Justice Stephen Breyer lights into Garre for some of the agency’s silly reasoning in declining to regulate the emissions. When Garre says that scientific uncertainty alone can justify the EPA’s refusal to regulate, Justice John Paul Stevens asks whether it matters that even the scientists who worked on the National Research Counsel study on global warming felt there was less scientific uncertainty than the EPA claimed. Garre insists that there is a “likely connection” between greenhouse gases and global warming but that “it cannot unequivocally be established.” (There is no mess in the first place.)
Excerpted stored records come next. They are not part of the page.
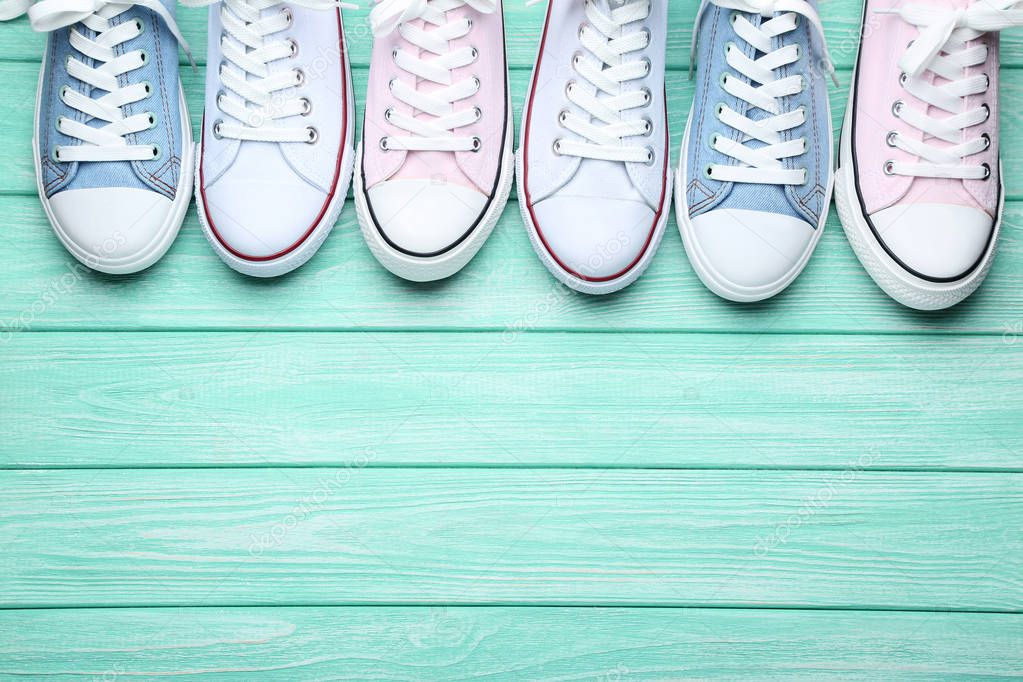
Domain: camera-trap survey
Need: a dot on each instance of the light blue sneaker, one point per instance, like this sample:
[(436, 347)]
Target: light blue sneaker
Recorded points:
[(114, 148), (756, 173)]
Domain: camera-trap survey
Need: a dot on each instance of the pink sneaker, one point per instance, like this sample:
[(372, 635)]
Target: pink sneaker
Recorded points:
[(919, 188), (435, 166)]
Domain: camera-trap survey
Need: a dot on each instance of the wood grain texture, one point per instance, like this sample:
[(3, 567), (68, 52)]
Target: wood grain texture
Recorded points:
[(451, 643), (362, 536), (504, 400)]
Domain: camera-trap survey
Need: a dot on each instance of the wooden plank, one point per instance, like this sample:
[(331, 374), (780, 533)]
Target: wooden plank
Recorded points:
[(842, 26), (450, 643), (495, 400), (906, 541), (504, 288)]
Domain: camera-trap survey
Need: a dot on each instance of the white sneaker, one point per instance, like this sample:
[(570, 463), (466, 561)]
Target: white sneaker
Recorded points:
[(594, 187), (275, 158)]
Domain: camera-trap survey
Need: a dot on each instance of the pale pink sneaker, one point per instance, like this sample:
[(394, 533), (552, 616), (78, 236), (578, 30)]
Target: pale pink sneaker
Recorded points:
[(919, 188), (436, 165)]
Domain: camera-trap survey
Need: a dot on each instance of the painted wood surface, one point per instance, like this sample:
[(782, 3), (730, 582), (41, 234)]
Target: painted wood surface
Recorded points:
[(451, 643), (552, 400), (342, 475), (848, 539)]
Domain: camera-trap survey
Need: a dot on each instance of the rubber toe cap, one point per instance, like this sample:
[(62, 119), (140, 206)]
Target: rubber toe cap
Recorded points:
[(425, 217), (750, 253), (114, 229), (595, 238), (936, 241)]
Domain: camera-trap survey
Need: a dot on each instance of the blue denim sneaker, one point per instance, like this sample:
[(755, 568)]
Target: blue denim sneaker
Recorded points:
[(756, 173), (114, 149)]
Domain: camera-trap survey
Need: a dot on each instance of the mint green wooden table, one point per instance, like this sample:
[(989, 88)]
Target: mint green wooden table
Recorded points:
[(341, 474)]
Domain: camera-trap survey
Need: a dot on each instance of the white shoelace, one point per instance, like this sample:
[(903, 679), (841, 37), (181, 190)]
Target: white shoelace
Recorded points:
[(942, 49), (605, 133), (103, 143), (440, 117), (261, 103), (764, 165)]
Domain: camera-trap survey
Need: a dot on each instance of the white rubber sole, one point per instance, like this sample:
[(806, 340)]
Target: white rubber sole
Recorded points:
[(304, 252), (901, 285), (566, 277), (93, 258), (419, 269), (713, 280)]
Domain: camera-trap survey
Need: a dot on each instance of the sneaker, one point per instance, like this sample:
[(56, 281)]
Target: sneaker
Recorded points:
[(113, 140), (756, 174), (920, 189), (275, 160), (594, 184), (435, 164)]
Then Garre says the petitioners have not shown that the regulation of the mere 6 percent of greenhouse emissions from U.S. vehicles will somehow remedy their injuries. (China is making an even bigger mess.) Justice David Souter objects: “They don’t have to show that it will stop global warming. Their point is that it will reduce the degree of global warming, and likely reduce the degree of loss.” At which point Garre retreats to, “I am not an expert on global climate change,” and this is an “extraordinarily complex area of science.”

Breyer starts to hold hands and sing, a la James Taylor, hypothesizing a world in which others were inspired to regulate their own greenhouse gases, until, “lo and behold, Cape Cod is saved!”

“What is it in the law,” he asks, “that says that a person cannot go to an agency and say, ‘We want you to do your part?’ Would you be up here saying the same thing if we were trying to regulate child pornography and it turns out that anyone with a computer can get pornography elsewhere? I don’t think so.”

There’s something incongruous about a Bush administration suddenly gone frantic over the possibility that its solution to a problem may not be the single, perfect one. If we were still arguing about the war on terror or child pornography, the government would be taking the “every little bit helps” approach. But since we’re only talking about flash floods, hurricanes, water pollution, and rising sea levels, we hear quite the opposite today: “What difference can one little country make? We’re all gonna die anyhow!”

Correction, Nov. 30: The article originally identified the Suburban as a Ford vehicle. The Suburban is made by Chevrolet. (Return to the corrected sentence.)